Regarding the inadequate notice issue, Cote ruled that the Employee Retirement Income Security Act (ERISA) did not mandate JPMorgan’s corporate predecessors to include additional financial analysis about each employee’s benefit impact on their conversion notice, but merely required an alert the conversion was taking place and the date it would happen.

In a mixed bag ruling, Cote ruled Bilello could continue with the allegations that JPMorgan:

  • violated ERISA’s anti-backloading rule by using incorrect interest-credit rates under its 2002 and 2005 cash balance plans;
  • misinformed participants in 1992 and 1994 summary plan descriptions regarding the existence of “wear-away,” among other things;
  • violated ERISA by failing to provide Bilello with formal plan documents that were used to “operate” the plan in effect in 2007.
  • Bilello’s allegations go back to 1989 when Chase & Co implemented a cash balance plan conversion and distributed employee notices.
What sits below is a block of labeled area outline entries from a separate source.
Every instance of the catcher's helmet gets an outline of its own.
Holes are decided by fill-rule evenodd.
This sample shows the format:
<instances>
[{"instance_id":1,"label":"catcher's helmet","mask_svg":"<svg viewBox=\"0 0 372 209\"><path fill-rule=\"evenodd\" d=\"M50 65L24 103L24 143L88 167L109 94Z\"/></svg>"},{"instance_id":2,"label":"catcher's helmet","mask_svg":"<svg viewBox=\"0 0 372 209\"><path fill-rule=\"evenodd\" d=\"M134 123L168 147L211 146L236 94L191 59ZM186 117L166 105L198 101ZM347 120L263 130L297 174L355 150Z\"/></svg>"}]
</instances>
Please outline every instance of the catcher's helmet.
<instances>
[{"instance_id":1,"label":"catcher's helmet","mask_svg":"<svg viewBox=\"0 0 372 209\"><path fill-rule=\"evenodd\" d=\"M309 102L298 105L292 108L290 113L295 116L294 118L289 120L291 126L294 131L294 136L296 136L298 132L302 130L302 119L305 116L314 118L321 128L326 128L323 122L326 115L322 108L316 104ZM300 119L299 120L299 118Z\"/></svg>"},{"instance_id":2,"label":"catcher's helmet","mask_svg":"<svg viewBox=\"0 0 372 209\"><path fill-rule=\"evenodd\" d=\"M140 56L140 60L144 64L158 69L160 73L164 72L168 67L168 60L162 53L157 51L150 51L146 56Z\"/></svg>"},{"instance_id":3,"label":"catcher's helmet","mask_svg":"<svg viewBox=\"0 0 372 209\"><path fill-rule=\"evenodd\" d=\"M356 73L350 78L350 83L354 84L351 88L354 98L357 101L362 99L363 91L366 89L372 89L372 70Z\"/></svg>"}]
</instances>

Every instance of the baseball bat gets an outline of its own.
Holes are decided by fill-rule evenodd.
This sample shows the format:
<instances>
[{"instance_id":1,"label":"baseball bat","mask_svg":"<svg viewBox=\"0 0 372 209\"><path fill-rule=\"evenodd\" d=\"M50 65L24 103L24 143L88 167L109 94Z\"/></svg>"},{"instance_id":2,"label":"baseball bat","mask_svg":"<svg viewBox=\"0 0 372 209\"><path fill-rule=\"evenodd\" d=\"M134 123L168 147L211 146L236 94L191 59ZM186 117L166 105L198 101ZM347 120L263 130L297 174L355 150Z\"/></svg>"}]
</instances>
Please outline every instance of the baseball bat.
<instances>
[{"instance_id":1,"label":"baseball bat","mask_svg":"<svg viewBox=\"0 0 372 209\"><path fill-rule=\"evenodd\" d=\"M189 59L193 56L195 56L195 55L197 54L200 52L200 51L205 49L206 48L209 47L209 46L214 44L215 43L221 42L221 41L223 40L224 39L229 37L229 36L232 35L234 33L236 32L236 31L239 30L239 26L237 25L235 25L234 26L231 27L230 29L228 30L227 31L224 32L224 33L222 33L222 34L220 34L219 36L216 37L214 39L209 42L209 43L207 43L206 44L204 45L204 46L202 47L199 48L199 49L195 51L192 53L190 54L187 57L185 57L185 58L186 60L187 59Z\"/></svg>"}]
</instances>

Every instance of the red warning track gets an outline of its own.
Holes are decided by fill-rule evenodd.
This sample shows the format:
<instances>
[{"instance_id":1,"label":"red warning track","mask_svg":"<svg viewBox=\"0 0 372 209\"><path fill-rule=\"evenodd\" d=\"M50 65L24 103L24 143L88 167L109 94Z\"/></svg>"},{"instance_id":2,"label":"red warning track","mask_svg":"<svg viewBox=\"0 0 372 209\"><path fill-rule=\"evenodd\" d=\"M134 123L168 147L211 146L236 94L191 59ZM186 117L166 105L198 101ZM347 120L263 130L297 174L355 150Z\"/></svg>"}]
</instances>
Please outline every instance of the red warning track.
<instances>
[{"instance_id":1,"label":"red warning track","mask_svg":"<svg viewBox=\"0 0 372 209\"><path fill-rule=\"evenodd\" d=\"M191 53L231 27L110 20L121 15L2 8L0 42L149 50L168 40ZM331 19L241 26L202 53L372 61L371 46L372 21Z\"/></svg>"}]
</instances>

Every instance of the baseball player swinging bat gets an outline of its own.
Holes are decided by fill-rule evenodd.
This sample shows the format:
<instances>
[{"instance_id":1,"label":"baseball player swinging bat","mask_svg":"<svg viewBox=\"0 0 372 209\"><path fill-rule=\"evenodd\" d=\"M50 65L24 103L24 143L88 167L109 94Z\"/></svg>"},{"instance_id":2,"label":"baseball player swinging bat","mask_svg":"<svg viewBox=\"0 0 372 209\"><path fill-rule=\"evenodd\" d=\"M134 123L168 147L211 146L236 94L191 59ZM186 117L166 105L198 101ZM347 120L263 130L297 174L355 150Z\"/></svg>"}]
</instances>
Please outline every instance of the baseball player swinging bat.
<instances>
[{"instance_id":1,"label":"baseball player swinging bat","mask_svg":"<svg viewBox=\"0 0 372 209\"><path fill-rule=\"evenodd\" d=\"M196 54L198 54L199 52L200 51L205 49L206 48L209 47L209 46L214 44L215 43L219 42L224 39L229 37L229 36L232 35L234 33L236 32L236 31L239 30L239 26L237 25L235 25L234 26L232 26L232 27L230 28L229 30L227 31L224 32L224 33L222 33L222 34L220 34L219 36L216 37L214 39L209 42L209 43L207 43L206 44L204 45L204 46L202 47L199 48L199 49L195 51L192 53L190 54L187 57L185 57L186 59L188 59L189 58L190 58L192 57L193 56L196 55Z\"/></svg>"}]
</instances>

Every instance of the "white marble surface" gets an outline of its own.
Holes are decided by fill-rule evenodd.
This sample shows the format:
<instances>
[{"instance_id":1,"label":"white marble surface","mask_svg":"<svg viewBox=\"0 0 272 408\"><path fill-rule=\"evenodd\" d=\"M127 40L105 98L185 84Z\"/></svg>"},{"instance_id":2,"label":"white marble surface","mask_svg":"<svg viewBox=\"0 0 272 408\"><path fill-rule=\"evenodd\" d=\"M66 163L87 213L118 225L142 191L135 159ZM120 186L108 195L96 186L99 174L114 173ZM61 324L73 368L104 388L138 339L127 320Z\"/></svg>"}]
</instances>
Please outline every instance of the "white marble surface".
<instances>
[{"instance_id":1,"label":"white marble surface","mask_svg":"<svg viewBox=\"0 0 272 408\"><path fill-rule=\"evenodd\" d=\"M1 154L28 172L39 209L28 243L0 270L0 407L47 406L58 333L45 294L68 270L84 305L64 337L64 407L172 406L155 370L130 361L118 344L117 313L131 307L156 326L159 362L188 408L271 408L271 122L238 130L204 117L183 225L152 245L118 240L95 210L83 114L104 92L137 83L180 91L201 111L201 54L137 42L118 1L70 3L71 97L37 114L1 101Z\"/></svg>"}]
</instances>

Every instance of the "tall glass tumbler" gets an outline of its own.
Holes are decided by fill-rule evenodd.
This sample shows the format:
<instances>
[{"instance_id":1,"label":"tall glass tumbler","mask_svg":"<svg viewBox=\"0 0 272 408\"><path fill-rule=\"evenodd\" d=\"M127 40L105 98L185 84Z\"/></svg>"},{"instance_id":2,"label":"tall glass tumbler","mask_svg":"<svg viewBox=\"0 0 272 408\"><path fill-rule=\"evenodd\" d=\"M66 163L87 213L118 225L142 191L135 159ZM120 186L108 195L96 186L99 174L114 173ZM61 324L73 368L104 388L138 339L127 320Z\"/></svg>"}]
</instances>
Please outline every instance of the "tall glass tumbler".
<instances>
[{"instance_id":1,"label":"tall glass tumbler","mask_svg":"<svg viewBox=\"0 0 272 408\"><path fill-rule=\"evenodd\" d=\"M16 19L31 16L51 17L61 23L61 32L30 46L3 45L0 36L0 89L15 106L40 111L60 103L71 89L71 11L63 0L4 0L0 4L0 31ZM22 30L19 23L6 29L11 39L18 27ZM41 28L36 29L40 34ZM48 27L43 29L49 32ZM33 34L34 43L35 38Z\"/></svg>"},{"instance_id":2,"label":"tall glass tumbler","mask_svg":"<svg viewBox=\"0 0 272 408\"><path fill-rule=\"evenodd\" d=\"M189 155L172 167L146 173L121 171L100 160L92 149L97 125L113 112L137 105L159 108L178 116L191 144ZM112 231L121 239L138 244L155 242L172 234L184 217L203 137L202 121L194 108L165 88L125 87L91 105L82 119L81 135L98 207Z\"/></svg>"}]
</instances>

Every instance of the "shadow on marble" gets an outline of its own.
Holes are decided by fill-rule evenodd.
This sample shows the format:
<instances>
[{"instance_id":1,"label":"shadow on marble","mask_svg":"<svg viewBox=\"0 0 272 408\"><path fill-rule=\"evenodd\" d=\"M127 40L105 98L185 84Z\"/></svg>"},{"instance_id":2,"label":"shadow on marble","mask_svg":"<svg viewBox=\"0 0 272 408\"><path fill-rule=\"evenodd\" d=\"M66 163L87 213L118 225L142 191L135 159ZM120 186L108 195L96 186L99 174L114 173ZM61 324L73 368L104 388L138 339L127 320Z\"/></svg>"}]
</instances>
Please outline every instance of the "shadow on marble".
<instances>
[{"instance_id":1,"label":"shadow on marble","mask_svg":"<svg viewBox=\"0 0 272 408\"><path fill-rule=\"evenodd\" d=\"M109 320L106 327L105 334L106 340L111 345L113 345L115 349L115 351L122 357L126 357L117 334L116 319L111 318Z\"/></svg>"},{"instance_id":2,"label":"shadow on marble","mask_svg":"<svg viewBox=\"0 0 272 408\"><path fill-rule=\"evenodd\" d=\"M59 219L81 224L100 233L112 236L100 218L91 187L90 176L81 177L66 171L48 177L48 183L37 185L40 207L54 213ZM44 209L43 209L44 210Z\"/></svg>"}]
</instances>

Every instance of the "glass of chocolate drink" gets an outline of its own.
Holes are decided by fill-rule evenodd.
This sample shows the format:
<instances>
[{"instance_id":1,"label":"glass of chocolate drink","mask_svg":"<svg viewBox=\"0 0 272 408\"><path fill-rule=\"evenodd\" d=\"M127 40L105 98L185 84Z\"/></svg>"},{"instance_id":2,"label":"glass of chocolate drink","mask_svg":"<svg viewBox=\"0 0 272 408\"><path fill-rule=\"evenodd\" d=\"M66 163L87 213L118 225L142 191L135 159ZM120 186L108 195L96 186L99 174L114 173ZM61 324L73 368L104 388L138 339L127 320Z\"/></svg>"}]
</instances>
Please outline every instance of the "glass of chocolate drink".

In 2006, an employee group of employees filed a lawsuit against JPMorgan (that now owned the company after a series of mergers and acquisitions), saying the plan violated ERISA by discriminating against older workers and by backloading benefits. The employees also alleged that they did not receive adequate notice of the plan conversion and the impact the conversion would have on their benefit accruals.

While Bilello originally was a member of the group pursuing the 2006 suit, he filed his own lawsuit on behalf of employees who had once worked for Chemical Banking and focused on claims that Chemical Banking did not give proper notice of its conversion.

In earlier rulings, Cote said Bilello had legal standing to move forward (see “Ex-Employee Given Green Light for Cash Balance Suit”) and that JPMorgan did not violate ERISA by failing to specify the projection method it used to calculate lump-sum distributions under its pension plan (see “Court Dismisses Claims against JPMorgan Cash Balance Plan”).

The case is Bilello v. JPMorgan Chase Retirement Plan, S.D.N.Y.,No. 07 Civ. 7379 (DLC).